Mayank Ketkar

Posted on Feb 15

The Ghost in the Batch: How vLLM Silently Switches Algorithms

#vllm #machinelearning #gpu #determinism

You run Qwen3-VL on a single prompt. You record the output logprobs to full precision. Then you run the exact same prompt again, batched with 15 others. Same model, same weights, same GPU, same code. The logprobs are different.

Not catastrophically -- the top token usually agrees -- but the numbers have shifted at the seventh decimal place, and in an autoregressive loop, that hairline fracture propagates. By output position 8, 29% of your tokens have diverged.

You are not going crazy. vLLM silently changed the algorithm.

The Crime Scene

Setup: Qwen3-VL 2B on an NVIDIA H200. Identical prompts at BS=1 (one at a time) vs BS=16 (sixteen at once). VLLM_BATCH_INVARIANT=1 is enabled -- all GEMMs are deterministic via persistent Triton kernels.
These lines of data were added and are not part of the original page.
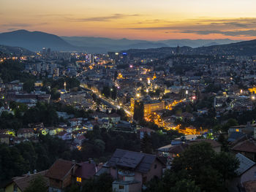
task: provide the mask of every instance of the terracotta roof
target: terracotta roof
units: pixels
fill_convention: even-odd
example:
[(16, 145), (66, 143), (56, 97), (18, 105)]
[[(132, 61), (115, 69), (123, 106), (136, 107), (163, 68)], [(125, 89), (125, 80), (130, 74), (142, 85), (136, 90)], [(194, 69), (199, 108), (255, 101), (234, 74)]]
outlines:
[[(45, 174), (47, 172), (48, 170), (45, 170), (36, 174), (31, 174), (30, 175), (26, 174), (23, 177), (15, 177), (13, 180), (13, 182), (21, 190), (21, 191), (24, 191), (24, 190), (29, 186), (31, 180), (34, 180), (34, 178), (36, 178), (37, 176), (39, 176), (39, 175), (45, 176)], [(45, 178), (46, 179), (47, 185), (48, 186), (49, 179), (45, 177)]]
[(86, 138), (83, 135), (80, 135), (76, 139), (79, 140), (83, 140), (83, 139), (86, 139)]
[(210, 143), (212, 147), (218, 147), (222, 146), (222, 145), (218, 142), (213, 139), (198, 139), (196, 140), (192, 140), (189, 142), (189, 144), (197, 143), (200, 142), (206, 142)]
[(142, 132), (155, 132), (154, 130), (149, 128), (147, 128), (147, 127), (143, 127), (143, 128), (140, 128), (139, 130), (138, 130), (138, 131), (142, 131)]
[[(155, 155), (117, 149), (108, 162), (107, 166), (126, 167), (134, 169), (138, 172), (147, 173), (157, 158)], [(162, 161), (159, 161), (162, 163)]]
[(75, 170), (75, 177), (81, 177), (83, 179), (89, 179), (96, 174), (96, 165), (89, 162), (83, 162), (78, 164), (78, 167)]
[(17, 131), (18, 134), (25, 134), (25, 133), (34, 133), (34, 131), (32, 128), (19, 128)]
[(256, 192), (256, 180), (250, 180), (243, 183), (246, 192)]
[(236, 145), (232, 150), (236, 151), (256, 153), (256, 145), (252, 141), (246, 140)]
[(63, 180), (65, 176), (71, 171), (75, 165), (75, 162), (63, 159), (58, 159), (50, 166), (46, 174), (46, 177), (59, 180)]
[(11, 137), (10, 134), (0, 134), (0, 138), (9, 138)]
[(184, 152), (186, 150), (186, 148), (188, 147), (188, 146), (189, 145), (187, 144), (174, 145), (170, 147), (169, 152), (171, 153), (179, 154)]
[(239, 167), (236, 169), (236, 172), (238, 174), (238, 175), (244, 174), (252, 166), (255, 165), (255, 162), (239, 153), (236, 155), (236, 157), (240, 162)]

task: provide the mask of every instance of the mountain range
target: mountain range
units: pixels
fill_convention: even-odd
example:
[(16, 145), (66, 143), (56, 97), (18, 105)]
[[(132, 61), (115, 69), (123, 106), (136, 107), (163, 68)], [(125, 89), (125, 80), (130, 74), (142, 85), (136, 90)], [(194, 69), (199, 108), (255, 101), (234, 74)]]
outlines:
[(0, 34), (0, 45), (21, 47), (32, 51), (50, 47), (53, 50), (86, 51), (103, 53), (108, 51), (120, 51), (129, 49), (148, 49), (179, 45), (191, 47), (219, 45), (239, 41), (230, 39), (169, 39), (163, 41), (113, 39), (90, 37), (58, 37), (41, 31), (18, 30)]

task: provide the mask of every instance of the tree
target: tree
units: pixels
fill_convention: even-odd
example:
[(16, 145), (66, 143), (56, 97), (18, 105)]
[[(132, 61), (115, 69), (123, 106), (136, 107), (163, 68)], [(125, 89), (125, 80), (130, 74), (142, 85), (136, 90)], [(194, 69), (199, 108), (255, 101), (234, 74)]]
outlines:
[(133, 118), (135, 120), (142, 121), (144, 118), (143, 101), (135, 101), (133, 112)]
[(152, 153), (153, 147), (151, 137), (146, 132), (143, 135), (143, 138), (140, 142), (140, 150), (145, 153)]
[(38, 175), (30, 181), (29, 185), (25, 189), (24, 192), (47, 192), (48, 188), (45, 178)]
[(170, 188), (172, 192), (200, 192), (200, 188), (195, 185), (195, 181), (184, 179), (178, 181), (175, 186)]
[(34, 90), (34, 81), (28, 80), (23, 83), (23, 90), (27, 93), (30, 93)]
[[(194, 144), (174, 158), (174, 172), (186, 170), (202, 191), (222, 191), (225, 181), (236, 176), (238, 160), (228, 153), (217, 153), (206, 142)], [(209, 188), (211, 186), (211, 188)]]
[(110, 96), (110, 88), (108, 86), (104, 86), (102, 94), (104, 95), (105, 97), (108, 98)]
[(98, 177), (86, 180), (83, 186), (82, 192), (111, 192), (113, 182), (113, 179), (111, 175), (104, 173)]

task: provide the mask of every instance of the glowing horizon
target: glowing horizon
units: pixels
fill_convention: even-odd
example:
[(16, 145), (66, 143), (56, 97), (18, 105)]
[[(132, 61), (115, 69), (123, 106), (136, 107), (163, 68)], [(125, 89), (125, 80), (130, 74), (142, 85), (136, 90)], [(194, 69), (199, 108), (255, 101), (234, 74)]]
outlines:
[(0, 32), (26, 29), (146, 40), (256, 39), (254, 0), (1, 0), (0, 4)]

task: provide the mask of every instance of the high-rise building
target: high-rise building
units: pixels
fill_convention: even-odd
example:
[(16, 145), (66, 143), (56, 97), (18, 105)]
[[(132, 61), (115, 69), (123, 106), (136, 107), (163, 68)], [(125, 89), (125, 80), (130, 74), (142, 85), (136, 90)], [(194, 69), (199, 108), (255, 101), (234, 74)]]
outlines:
[(37, 72), (41, 72), (41, 63), (36, 64), (36, 71)]

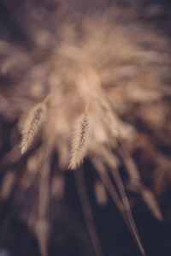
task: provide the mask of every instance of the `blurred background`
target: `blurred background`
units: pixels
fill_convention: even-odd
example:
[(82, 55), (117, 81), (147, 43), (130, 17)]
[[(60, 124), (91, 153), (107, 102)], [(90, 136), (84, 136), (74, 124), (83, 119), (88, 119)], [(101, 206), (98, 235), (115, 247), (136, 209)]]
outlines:
[[(0, 2), (0, 256), (141, 255), (89, 159), (78, 171), (63, 170), (56, 151), (47, 164), (45, 159), (44, 166), (38, 164), (41, 140), (24, 155), (19, 147), (21, 110), (29, 109), (32, 101), (39, 102), (47, 92), (46, 86), (38, 83), (41, 73), (36, 69), (36, 74), (27, 74), (25, 68), (32, 69), (44, 63), (41, 51), (44, 57), (48, 55), (52, 47), (50, 34), (60, 29), (67, 13), (81, 15), (110, 9), (114, 3), (123, 9), (133, 8), (136, 20), (157, 27), (169, 41), (169, 0)], [(41, 79), (45, 76), (46, 73)], [(26, 98), (32, 101), (26, 104)], [(151, 108), (139, 112), (136, 106), (130, 110), (130, 116), (136, 116), (133, 125), (139, 137), (128, 154), (124, 150), (118, 153), (119, 170), (149, 256), (171, 255), (169, 110), (170, 95), (161, 99), (154, 111)], [(42, 182), (39, 171), (44, 168), (49, 176)], [(115, 178), (109, 176), (109, 188), (112, 185), (118, 190)], [(39, 200), (43, 205), (38, 206)], [(44, 211), (40, 221), (38, 207)]]

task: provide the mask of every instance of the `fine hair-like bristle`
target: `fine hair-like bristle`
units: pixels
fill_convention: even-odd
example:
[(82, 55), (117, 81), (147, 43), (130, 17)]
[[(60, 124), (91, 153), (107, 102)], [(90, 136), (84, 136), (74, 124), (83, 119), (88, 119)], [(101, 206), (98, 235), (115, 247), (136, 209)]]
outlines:
[(69, 169), (75, 170), (81, 164), (88, 149), (89, 140), (90, 120), (88, 115), (84, 113), (75, 123)]
[(33, 142), (44, 121), (46, 106), (44, 103), (36, 105), (30, 112), (22, 130), (21, 152), (25, 153)]

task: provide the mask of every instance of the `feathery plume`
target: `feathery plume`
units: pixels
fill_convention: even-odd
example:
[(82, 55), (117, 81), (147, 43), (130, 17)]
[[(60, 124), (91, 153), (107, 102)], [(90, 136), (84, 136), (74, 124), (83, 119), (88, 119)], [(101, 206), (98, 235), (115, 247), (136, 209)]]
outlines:
[(86, 154), (90, 140), (90, 122), (86, 113), (78, 118), (72, 142), (72, 154), (69, 169), (76, 169)]
[(44, 119), (45, 111), (46, 106), (44, 103), (38, 104), (31, 110), (22, 130), (21, 143), (21, 152), (22, 154), (31, 146)]

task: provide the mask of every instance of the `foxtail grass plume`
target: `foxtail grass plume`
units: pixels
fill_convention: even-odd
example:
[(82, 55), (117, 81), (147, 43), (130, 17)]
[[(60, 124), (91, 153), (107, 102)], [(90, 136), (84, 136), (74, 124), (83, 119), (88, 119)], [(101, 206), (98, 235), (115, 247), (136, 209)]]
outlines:
[(44, 103), (36, 105), (30, 112), (22, 130), (21, 152), (25, 153), (32, 146), (45, 116), (46, 106)]

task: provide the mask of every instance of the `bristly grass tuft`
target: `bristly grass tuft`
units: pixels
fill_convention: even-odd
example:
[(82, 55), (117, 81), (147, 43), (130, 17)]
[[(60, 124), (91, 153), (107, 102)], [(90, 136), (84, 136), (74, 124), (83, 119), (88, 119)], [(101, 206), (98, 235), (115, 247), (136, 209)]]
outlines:
[(44, 119), (45, 112), (46, 106), (44, 103), (38, 104), (31, 110), (22, 130), (21, 143), (21, 152), (22, 154), (32, 146)]
[(84, 113), (75, 123), (68, 169), (75, 170), (83, 161), (88, 149), (90, 134), (90, 120), (88, 115)]

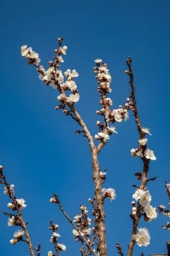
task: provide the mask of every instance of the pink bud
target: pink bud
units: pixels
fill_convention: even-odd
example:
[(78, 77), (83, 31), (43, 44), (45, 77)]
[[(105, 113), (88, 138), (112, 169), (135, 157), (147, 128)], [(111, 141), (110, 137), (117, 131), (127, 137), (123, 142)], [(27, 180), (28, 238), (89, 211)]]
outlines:
[(129, 107), (129, 104), (127, 102), (125, 105), (125, 106), (126, 108), (128, 108)]
[(52, 204), (53, 204), (53, 203), (55, 203), (55, 202), (56, 202), (56, 200), (55, 200), (55, 199), (54, 198), (51, 198), (51, 199), (50, 199), (50, 202), (51, 202), (51, 203), (52, 203)]

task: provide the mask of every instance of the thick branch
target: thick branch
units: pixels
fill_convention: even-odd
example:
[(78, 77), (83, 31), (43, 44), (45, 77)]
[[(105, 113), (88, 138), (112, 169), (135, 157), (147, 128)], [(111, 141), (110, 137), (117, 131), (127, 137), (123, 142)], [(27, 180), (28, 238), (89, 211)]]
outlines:
[[(26, 222), (24, 222), (24, 221), (23, 219), (21, 211), (21, 210), (20, 209), (20, 207), (19, 207), (19, 205), (17, 202), (16, 199), (15, 197), (14, 196), (13, 192), (11, 190), (10, 186), (9, 186), (9, 184), (8, 183), (8, 182), (7, 182), (5, 176), (4, 176), (3, 175), (2, 170), (1, 174), (2, 174), (2, 175), (0, 176), (0, 177), (4, 181), (4, 183), (6, 186), (6, 188), (8, 189), (8, 195), (9, 195), (9, 197), (12, 199), (12, 200), (14, 203), (14, 204), (16, 210), (17, 210), (17, 214), (18, 214), (17, 218), (18, 218), (20, 224), (21, 226), (22, 227), (23, 229), (23, 230), (24, 231), (25, 234), (27, 238), (26, 241), (28, 245), (29, 248), (29, 251), (30, 252), (30, 254), (31, 254), (31, 256), (35, 256), (32, 244), (31, 241), (30, 235), (29, 234), (28, 232), (28, 231), (27, 228), (26, 227)], [(6, 213), (6, 212), (4, 213), (4, 214), (6, 215), (8, 215), (8, 214), (7, 214), (7, 213)]]
[[(130, 85), (131, 91), (130, 95), (130, 98), (132, 99), (133, 106), (133, 111), (134, 113), (134, 116), (135, 118), (135, 122), (136, 124), (138, 131), (139, 134), (140, 138), (143, 139), (144, 137), (144, 136), (141, 129), (142, 126), (140, 122), (139, 116), (138, 114), (137, 108), (136, 100), (135, 96), (135, 87), (133, 84), (133, 73), (132, 68), (131, 67), (131, 63), (132, 60), (129, 57), (127, 60), (127, 64), (129, 68), (130, 81), (129, 84)], [(146, 148), (146, 146), (142, 146), (142, 151), (144, 152)], [(149, 160), (147, 159), (144, 156), (142, 158), (143, 163), (143, 171), (142, 174), (142, 183), (140, 186), (140, 189), (144, 189), (145, 187), (147, 182), (148, 181), (147, 180), (147, 174), (149, 170)], [(130, 239), (130, 242), (128, 245), (128, 256), (132, 256), (134, 246), (135, 244), (135, 236), (137, 233), (137, 229), (138, 226), (138, 224), (139, 221), (140, 217), (141, 217), (141, 206), (138, 202), (137, 207), (136, 215), (135, 215), (133, 220), (133, 227), (132, 232), (132, 236)]]

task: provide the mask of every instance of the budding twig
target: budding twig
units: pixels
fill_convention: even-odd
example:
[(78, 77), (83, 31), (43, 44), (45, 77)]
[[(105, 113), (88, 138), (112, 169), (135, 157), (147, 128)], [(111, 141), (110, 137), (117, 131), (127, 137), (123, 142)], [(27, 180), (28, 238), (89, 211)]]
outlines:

Yet:

Metric	BS=1 vs BS=16
Bitwise logprob match	6.1% (30/490)
Top-1 token match	78.6%
Semantic agreement	100%

The profiler gives the first clue: flash attention takes 5.15x longer per call in BS=16 (6.17ms vs 1.20ms). Same kernel name. Same call count (392). If it were the same algorithm processing more data, you'd expect it to scale with tokens -- not blow up 5x per call.

This is not a scaling problem. This is a different recipe.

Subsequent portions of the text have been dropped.